そして「だったらやっぱり現在のモンディーンを修理しようか」という結論に達する。
団体によるツアーではなく、個人で移動し、個人で宿を決める僕のような旅行者が航空券を最も安く手に入れようとすれば、それは航空券とホテルを組み合わせた、いわば簡易ツアーのようなものを自分で組んでインターネット上で予約をすることが最上と、あるウェブページには書いてあった。
よって早速、そのページにあったURLから当該のサイトに飛び、仮想のツアーを組み立ててみる。
最安値の航空券は成田から北京を経由してバンコクまで10時間25分もかかるから話にならない。いつものようにタイ航空の、往路は羽田を深夜に発って、復路はバンコクを夜遅くに発つ便を選ぶと、なるほど選ぶホテルによっては驚くほど安くなる。しかしてまた、選ぶホテルによっては僕がいつもそうしているように、航空券は宇都宮のなじみの旅行社に頼み、ホテルは自分で予約をする料金と変わらない。

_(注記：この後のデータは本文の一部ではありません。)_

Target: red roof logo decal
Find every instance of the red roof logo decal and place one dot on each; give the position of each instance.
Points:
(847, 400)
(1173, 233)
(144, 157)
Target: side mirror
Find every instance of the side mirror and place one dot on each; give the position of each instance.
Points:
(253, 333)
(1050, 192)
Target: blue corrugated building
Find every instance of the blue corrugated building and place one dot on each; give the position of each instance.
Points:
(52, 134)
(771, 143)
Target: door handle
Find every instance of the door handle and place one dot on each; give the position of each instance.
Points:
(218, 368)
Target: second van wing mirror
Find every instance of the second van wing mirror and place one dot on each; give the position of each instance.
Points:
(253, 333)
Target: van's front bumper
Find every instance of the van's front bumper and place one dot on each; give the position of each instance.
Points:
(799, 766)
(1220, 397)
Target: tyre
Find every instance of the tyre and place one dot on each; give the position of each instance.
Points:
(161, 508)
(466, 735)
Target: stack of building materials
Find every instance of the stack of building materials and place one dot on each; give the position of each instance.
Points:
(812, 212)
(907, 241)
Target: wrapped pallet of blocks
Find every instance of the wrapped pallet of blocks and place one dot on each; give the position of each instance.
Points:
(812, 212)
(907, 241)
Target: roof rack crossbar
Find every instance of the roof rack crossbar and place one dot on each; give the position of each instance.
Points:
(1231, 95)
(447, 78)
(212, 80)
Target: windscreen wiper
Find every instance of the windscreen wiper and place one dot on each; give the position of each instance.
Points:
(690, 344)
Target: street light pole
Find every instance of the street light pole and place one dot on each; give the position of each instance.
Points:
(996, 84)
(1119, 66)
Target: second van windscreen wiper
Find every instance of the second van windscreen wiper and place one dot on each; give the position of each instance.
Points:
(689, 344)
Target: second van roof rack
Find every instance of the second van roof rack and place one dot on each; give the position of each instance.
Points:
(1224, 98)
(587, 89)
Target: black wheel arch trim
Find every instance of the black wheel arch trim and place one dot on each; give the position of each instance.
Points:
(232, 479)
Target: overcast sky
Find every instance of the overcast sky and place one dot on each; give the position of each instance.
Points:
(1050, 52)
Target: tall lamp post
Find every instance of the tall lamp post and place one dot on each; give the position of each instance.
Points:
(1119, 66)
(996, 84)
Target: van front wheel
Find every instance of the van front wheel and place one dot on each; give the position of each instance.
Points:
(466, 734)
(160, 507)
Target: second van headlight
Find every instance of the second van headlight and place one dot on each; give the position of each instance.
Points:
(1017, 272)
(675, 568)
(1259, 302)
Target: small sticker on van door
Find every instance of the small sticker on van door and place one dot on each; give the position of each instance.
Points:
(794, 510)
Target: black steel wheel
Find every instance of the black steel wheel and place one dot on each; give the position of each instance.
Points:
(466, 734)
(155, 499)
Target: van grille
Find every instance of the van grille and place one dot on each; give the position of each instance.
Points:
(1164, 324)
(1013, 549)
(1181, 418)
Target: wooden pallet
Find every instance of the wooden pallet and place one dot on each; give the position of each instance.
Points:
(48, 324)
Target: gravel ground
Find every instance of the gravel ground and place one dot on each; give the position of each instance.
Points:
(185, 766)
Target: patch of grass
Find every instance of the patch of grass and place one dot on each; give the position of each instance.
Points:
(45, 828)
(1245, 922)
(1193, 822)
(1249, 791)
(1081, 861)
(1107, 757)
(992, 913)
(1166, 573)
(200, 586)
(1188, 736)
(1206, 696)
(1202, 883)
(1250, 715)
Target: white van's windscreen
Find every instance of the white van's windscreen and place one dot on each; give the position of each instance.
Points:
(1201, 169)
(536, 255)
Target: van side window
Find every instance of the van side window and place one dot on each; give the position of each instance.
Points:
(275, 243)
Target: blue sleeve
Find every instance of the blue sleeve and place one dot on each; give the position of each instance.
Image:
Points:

そんな知識を仕入れつつその予約サイトから飛んだ、チャオプラヤ川に面したホテルの宿泊者レビューを読んでいく。すると「バーカ」というつぶやきが自然と、それも何度も口を突いて出てきたから思わず腹の中で苦笑いをした。
「従業員が日本語を理解しません。工夫のしどころだと思います」という意見がある。「だったら外国には行くな、バーカ」と言わざるを得ない。
「川に面したオープンエアの朝食会場では暑さを感じました」という意見がある。「だったら南の国には行くな、バーカ」と言わざるを得ない。
「旧館は階段が多くて考えてしまいます」という意見がある。「それが旧館の良いところじゃねぇか、バーカ」と言わざるを得ない。
人はなぜそれほど我が儘なのか。しかし、その我が儘に応えようとすることで文明は発達してきた。そしてその結果が人間にとっての快適な環境であり、あるいはまた原子力発電所の爆発である。
「我が儘もほどほどにしておけや」と僕は言いたい。
総鎮守瀧尾神社の春季大祭を来週末に控え、町内の各戸は路上に赤い祭柱を出した。そしてきのうは15時より町内役員、また各組長が公民館に集まり、荒縄を幾巻きも持って、自分たちの地区の祭柱にその荒縄を張った。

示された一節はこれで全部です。